Your data is stored across multiple secure providers:

  • Metadata (emails, accounts, timestamps): Supabase PostgreSQL database with row-level security and encryption at rest
  • Screenshot Images: AWS S3 with server-side encryption (AES-256)
  • Payment Information: Stripe (PCI-DSS compliant, we never store card numbers)
  • Application Hosting: Vercel (with DDoS protection and SSL/TLS encryption)

Data Retention

Screenshot retention depends on your plan:

  • Free Plan: Snapshots available for download immediately; not retained on our servers
  • Pro Plan: Snapshots retained for 30 days, then automatically deleted
  • Account Deletion: All associated screenshots and data are permanently deleted within 7 days of account deletion

Third-Party Services

VaultShot uses the following third-party services:

  • Supabase: Database and authentication (privacy policy: supabase.com/privacy)
  • AWS S3: Screenshot storage (privacy policy: aws.amazon.com/privacy)
  • Stripe: Payment processing (privacy policy: stripe.com/privacy)
  • Vercel: Application hosting (privacy policy: vercel.com/privacy)

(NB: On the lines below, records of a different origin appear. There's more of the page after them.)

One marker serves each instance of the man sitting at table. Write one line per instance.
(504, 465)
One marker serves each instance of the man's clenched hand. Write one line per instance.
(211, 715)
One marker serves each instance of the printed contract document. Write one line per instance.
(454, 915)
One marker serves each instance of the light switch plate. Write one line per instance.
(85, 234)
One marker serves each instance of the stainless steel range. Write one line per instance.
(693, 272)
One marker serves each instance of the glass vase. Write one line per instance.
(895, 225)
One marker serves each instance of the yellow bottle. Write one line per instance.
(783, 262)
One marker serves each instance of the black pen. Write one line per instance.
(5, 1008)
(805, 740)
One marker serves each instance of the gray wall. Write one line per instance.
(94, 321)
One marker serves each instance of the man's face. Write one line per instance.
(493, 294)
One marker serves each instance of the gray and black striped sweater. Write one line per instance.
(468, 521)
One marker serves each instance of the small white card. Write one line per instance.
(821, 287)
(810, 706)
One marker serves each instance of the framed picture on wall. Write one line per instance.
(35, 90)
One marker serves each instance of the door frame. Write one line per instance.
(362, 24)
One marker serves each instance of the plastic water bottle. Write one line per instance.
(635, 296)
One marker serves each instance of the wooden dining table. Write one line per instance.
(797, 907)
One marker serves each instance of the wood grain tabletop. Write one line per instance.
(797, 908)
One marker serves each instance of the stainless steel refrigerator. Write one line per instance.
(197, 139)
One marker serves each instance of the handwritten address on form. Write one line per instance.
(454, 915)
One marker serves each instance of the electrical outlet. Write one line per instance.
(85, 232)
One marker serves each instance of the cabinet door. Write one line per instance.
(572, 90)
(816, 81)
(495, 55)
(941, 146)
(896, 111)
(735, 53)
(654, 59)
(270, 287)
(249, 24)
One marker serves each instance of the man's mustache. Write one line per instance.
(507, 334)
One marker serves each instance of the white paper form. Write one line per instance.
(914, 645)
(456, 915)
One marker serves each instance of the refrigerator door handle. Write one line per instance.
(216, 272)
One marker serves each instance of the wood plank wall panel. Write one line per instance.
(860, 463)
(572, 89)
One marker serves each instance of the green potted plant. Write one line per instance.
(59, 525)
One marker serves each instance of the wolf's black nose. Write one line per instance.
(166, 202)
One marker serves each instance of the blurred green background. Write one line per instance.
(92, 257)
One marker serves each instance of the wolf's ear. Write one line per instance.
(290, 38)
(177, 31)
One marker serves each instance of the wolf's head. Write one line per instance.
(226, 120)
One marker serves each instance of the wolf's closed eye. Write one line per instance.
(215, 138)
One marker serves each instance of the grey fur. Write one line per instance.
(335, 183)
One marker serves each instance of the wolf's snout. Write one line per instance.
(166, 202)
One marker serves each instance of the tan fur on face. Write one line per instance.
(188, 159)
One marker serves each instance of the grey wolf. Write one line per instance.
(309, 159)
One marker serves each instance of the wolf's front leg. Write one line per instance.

These services may collect limited information as necessary to provide their services. We do not sell or share your personal data with third parties for marketing purposes.

Your Rights

Under GDPR and similar privacy regulations, you have the right to:

  • Access: Request a copy of your data in a machine-readable format
  • Deletion: Request permanent deletion of your account and associated data
  • Export: Request your data exported in a standard format
  • Correct: Update or correct inaccurate personal information

To exercise any of these rights, contact info@vaultshot.io.

Cookies

VaultShot uses minimal cookies:

  • Session Cookies: Authentication tokens to keep you logged in (expires on logout or session end)
  • No Tracking Cookies: We do not use analytics cookies, advertising cookies, or third-party tracking

You can disable cookies in your browser settings, though this may affect functionality.

Security

We take security seriously and implement:

  • HTTPS/TLS encryption for all data in transit
  • AES-256 encryption for data at rest in S3 and Supabase
  • Row-level security policies in Supabase to isolate user data
  • Regular security audits and vulnerability scanning

If you discover a security vulnerability, please contact info@vaultshot.io instead of disclosing it publicly.

Contact Us

If you have questions about this privacy policy or how we handle your data, contact:

VaultShot Support

Email: info@vaultshot.io

Note: We may update this privacy policy periodically. We will notify you of significant changes via email or through prominent notice on the website.